Semaine du cerveau: nous sommes tous capables d’apprendre en imitant
Propos recueillis par Olivier Monod, publié le 14/03/2014 à 17:50
Sommes-nous égaux face à l’apprentissage par mimétisme ?
En pleine semaine du cerveau, Jennifer Cook, postdoctorante au Donders Institute et lauréate d’une bourse du Fonds AXA pour la Recherche, explique les soubassements neurologiques du mimétisme.
Sommes-nous tous capables d’apprendre par imitation?
Tous capables, oui, mais avec plus ou moins de facilité. La différence est bien connue chez les animaux. Certains vont apprendre en faisant, par la technique des essais et erreurs. D’autres vont rester assis et observer.
Parcours de chercheuse
« Je voulais être actrice quand j’étais au collège, jusqu’au jour où j’ai lu L’étrange cas du docteurr Jekyll et de Mr Hyde. J’ai adoré. La bibliothécaire m’a conseillé de lire des livres de psychologie. Je ne pensais pas que l’étude du comportement des autres pouvait être un métier. Cela m’a passionnée. Ensuite, j’ai eu beaucoup de chance d’obtenir les bourses auxquelles j’ai postulé, que ce soit pour ma thèse ou pour mon postdoctorat auprès du Fonds AXA pour la Recherche. »
Comment étudiez-vous ces différences?
J’étudie pourquoi certains sont meilleurs que d’autres, pour apprendre en imitant. Nous approchons ce comportement en regardant comment les décisions des personnes sont modifiées si un être humain leur donne un conseil ou si une machine leur en donne un.
Ensuite, nous regardons en imagerie neuronale si ces différences comportementales sont corrélées à des différences d’activité dans le cerveau. Par exemple, nous savons qu’un neurotransmetteur comme la dopamine est lié à l’apprentissage – il intervient dans le circuit de la récompense, notamment. La sérotonine, elle, est liée à la sociabilité et à la confiance et aux qualités de meneur. Nous regardons donc si des différences dans ces deux systèmes sont corrélées avec la capacité d’apprentissage social.

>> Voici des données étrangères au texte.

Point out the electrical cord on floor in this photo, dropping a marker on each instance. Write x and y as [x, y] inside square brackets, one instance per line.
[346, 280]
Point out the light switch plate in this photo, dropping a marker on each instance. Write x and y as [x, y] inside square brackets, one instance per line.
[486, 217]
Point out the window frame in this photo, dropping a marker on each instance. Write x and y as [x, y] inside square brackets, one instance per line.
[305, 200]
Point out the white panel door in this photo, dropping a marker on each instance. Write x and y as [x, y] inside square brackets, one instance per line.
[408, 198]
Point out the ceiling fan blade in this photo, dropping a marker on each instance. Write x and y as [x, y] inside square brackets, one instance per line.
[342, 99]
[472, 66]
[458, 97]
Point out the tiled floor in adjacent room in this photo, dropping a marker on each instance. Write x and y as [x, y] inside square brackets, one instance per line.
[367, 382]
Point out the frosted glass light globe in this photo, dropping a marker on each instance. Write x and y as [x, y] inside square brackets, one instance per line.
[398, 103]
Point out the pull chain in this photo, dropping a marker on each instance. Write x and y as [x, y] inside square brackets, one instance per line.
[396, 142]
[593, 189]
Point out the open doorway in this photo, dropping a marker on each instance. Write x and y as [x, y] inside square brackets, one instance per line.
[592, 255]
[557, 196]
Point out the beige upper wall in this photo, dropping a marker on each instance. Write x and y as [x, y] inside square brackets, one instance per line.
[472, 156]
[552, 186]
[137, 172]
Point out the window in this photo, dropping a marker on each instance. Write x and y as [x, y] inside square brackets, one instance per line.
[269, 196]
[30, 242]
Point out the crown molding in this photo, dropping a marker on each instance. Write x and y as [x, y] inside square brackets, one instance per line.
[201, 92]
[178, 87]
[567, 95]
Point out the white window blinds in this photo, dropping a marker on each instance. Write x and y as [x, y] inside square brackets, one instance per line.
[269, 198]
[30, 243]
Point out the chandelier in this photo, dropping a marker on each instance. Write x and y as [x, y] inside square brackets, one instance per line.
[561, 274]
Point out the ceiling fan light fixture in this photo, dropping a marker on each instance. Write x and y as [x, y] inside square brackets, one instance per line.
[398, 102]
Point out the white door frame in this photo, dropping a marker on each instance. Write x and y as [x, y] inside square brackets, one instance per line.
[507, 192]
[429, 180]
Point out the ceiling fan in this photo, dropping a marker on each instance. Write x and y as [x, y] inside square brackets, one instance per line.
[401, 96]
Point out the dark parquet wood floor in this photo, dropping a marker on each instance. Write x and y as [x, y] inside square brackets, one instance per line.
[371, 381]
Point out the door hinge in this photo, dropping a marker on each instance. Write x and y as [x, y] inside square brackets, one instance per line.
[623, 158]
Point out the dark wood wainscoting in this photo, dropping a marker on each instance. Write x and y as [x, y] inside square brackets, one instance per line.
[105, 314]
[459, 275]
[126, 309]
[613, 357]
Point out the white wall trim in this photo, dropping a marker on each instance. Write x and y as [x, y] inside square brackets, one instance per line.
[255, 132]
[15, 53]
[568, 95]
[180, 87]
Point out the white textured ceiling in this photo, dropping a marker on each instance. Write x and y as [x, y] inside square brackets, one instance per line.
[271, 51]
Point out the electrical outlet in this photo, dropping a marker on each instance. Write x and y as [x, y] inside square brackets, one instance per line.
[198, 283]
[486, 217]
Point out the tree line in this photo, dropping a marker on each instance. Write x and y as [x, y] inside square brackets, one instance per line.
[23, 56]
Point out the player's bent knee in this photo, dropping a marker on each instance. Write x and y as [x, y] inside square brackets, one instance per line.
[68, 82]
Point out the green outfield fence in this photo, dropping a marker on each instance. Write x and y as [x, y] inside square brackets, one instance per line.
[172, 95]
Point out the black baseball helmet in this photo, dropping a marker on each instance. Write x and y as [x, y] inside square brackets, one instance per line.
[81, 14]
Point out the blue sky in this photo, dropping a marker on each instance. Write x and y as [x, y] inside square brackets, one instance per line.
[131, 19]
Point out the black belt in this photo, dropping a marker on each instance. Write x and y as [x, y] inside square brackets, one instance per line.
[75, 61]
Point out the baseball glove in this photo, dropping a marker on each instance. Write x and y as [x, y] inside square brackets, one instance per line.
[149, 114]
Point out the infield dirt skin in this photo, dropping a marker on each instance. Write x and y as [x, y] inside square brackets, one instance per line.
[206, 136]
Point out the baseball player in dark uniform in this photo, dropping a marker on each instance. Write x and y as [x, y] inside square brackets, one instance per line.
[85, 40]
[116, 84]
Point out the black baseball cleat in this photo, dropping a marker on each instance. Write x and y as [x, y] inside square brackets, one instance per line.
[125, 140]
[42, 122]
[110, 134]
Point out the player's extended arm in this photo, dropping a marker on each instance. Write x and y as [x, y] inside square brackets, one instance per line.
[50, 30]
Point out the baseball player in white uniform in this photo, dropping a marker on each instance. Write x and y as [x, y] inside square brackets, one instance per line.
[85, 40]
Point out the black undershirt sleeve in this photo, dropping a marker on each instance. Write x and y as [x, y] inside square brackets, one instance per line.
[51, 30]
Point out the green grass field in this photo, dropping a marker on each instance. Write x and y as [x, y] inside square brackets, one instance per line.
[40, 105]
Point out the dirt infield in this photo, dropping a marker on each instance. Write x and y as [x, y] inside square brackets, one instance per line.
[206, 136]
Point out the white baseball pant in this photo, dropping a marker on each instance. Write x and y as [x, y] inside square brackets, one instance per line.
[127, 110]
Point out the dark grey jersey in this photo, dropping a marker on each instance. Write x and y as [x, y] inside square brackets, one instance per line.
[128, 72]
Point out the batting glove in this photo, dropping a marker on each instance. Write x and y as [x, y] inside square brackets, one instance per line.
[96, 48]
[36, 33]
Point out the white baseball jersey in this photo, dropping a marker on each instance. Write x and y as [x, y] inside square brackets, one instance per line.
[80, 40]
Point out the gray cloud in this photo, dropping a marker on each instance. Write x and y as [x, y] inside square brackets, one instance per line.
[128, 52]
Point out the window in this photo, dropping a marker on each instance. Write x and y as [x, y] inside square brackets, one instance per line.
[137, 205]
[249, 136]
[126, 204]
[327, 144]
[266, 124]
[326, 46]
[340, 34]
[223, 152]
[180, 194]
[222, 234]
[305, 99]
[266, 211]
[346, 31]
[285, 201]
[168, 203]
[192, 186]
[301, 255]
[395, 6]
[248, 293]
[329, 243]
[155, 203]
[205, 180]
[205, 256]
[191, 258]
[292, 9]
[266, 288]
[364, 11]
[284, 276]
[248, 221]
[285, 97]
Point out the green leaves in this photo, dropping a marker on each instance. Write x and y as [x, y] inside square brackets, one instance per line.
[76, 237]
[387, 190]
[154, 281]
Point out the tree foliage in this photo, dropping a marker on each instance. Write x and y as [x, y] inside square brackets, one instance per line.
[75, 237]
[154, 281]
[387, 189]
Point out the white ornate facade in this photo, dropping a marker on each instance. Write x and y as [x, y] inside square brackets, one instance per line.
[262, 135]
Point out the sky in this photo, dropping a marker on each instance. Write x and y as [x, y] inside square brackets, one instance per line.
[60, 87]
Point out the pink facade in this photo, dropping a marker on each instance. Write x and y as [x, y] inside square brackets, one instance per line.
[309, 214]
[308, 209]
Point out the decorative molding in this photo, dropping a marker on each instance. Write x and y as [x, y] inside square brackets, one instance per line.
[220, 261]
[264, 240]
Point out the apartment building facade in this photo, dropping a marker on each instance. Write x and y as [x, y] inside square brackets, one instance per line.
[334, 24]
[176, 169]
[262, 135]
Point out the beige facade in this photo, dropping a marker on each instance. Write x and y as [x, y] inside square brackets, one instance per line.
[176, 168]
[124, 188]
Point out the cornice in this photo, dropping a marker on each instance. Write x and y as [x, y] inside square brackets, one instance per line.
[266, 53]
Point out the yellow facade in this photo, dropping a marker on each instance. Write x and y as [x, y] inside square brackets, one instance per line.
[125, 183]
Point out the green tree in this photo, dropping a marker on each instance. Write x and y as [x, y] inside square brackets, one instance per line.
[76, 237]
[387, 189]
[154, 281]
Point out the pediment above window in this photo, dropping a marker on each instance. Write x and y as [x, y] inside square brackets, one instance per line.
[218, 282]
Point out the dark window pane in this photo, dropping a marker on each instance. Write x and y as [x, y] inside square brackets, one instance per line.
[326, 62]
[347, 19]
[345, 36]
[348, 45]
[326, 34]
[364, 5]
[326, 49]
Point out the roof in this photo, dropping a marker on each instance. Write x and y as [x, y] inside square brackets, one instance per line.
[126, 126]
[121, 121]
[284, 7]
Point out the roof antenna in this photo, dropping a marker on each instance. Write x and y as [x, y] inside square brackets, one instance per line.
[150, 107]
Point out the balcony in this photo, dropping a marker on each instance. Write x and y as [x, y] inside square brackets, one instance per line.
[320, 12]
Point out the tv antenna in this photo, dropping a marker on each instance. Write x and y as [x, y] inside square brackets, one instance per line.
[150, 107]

Vos recherches permettent de comprendre le fonctionnement du cerveau mais pourraient aussi permettre de comprendre l’autisme…
Durant ma thèse, je me suis intéressée à l’apprentissage par imitation chez des personnes autistes. Le but était de voir si elles sont sensibles à un environnement sociable. Je n’ai pas étudié la capacité d’imitation en soi. J’ai étudié la modulation de cette capacité en fonction de l’environnement.
Ma thèse a permis de démontrer que les individus sains, dans un environnement « prosocial », accentuaient leur comportement d’imitation. Alors que les personnes autistes gardaient la même capacité d’imitation, quel que soit l’environnement. Ce résultat est intéressant, car il permet d’affiner notre compréhension de l’autisme.
Vos découvertes reposent-elles sur une implication des « neurones miroirs », ces cellules nerveuses qui s’activent quand on observe une autre personne réaliser une action? Leur existence ne fait pas l’unanimité…
Je pense que ce qui est critiqué, c’est l’existence d’un système inamovible de neurones miroirs à part entière. En effet, je ne pense pas qu’un tel système existe. Cependant, il a bien été démontré, chez le singe, l’existence de neurones miroirs isolés, capables de s’activer quand il observe et quand il exécute une action. Depuis dix ans, nous avons fait de grands progrès pour prouver l’existence du même type de phénomène chez l’être humain.